Cerchiamo brevemente di conoscere questa concezione nelle sue li­nee maestre. Il punto di partenza della liturgia — così ci viene detto —è il riunirsi di due o tre che stanno insieme nel nome di Cristo (199 a). Questo riferimento alla parola del Signore (Mt 18, 20) di primo acchito sembra innocuo e tradizionale. Ma tale parola acquista una portata ri­voluzionaria per il fatto che la citazione biblica è tolta dal suo contesto e viene fatta risaltare per contrasto sullo sfondo di tutta la tradizione liturgica. Perché i «due o tre» sono messi ora in opposizione nei con­fronti di un’istituzione con ruoli istituzionalizzati e nei confronti di ogni «programma codificato ». Così tale definizione significa quanto segue: non è la Chiesa che precede il gruppo, bensì il gruppo precede la Chiesa.
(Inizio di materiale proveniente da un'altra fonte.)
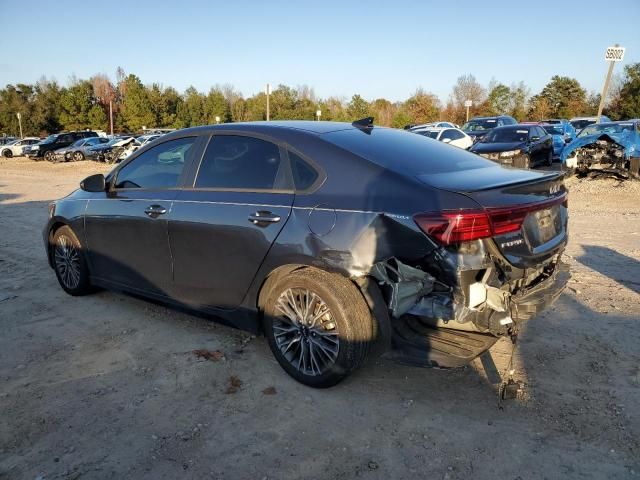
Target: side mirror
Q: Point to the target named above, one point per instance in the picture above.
(94, 183)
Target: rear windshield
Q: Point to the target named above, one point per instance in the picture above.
(406, 152)
(507, 135)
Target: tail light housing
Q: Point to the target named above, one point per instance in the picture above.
(455, 226)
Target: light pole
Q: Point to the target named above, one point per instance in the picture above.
(613, 54)
(111, 116)
(467, 104)
(19, 115)
(268, 92)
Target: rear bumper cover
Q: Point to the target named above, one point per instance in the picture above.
(530, 302)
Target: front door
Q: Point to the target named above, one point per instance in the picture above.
(127, 227)
(221, 229)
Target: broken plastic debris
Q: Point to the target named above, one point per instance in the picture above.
(408, 284)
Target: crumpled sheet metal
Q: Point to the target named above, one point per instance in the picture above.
(408, 284)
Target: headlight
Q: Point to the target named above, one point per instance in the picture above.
(510, 153)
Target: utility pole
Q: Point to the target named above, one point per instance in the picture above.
(468, 103)
(19, 115)
(111, 116)
(268, 91)
(613, 54)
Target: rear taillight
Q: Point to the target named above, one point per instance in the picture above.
(455, 226)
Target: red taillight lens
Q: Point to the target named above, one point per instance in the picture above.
(455, 226)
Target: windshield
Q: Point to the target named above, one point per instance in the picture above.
(580, 124)
(507, 135)
(608, 128)
(553, 129)
(479, 125)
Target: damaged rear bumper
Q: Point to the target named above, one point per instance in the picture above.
(433, 326)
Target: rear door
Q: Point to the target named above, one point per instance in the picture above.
(222, 227)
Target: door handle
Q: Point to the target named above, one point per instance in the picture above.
(155, 210)
(263, 216)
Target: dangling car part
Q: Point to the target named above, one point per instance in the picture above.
(611, 148)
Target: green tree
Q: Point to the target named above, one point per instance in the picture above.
(499, 100)
(626, 104)
(565, 97)
(75, 104)
(422, 107)
(136, 110)
(357, 108)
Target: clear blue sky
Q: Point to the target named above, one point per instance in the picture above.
(375, 48)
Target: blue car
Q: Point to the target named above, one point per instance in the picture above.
(605, 146)
(568, 131)
(559, 140)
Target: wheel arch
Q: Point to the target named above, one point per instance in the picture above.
(365, 285)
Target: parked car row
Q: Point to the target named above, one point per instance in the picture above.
(16, 147)
(78, 146)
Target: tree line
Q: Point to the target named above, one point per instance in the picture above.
(47, 107)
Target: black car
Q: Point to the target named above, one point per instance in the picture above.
(522, 146)
(46, 148)
(337, 241)
(478, 127)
Non la Chiesa nel suo insieme fa da supporto alla liturgia dei singoli gruppi e comunità, bensì il gruppo stesso è il luogo dove di volta in volta nasce la liturgia. La liturgia perciò non si sviluppa neppure par­tendo da un modello comune, da un «rito» (ridotto, in quanto «pro­gramma codificato», all’immagine negativa della mancanza di libertà); la liturgia nasce nel momento e nel luogo concreto grazie alla creatività di quanti sono riuniti. In tale linguaggio sociologico il sacramento del sacerdozio viene considerato un ruolo istituzionalizzato che si è procu­rato un monopolio (206 w) e, grazie all’istituzione (cioè alla Chiesa) ha dissolto l’unità primitiva e la comunitarietà dei gruppi. In tale contesto la musica, così ci viene detto, come pure il latino, sono divenuti un lin­guaggio da iniziati, «la lingua di un’altra Chiesa, cioè dell’istituzione e del suo clero».



Due Chiese?

L’aver isolato il passo di Mt 18, 20 dall’intera tradizione biblica ed ecclesiale della preghiera comune della Chiesa, come si vede, mostra ora gravi conseguenze: a partire dalla promessa che il Signore ha fatto a quanti pregano in ogni luogo, si è fatta una dogmatizzazione dei gruppi autonomi. La comunanza della preghiera è stata esasperata sino a divenire un appiattimento che considera lo sviluppo del ministero sacerdo­tale il sorgere di un’altra Chiesa. Da questo punto di vista ogni propo­sta che viene dalla Chiesa universale è giudicata una catena contro cui bisogna insorgere per amore della novità e libertà della celebrazione li­turgica. Non l’ubbidienza di fronte a un tutto, bensì la creatività del mo­mento diviene la forma determinante.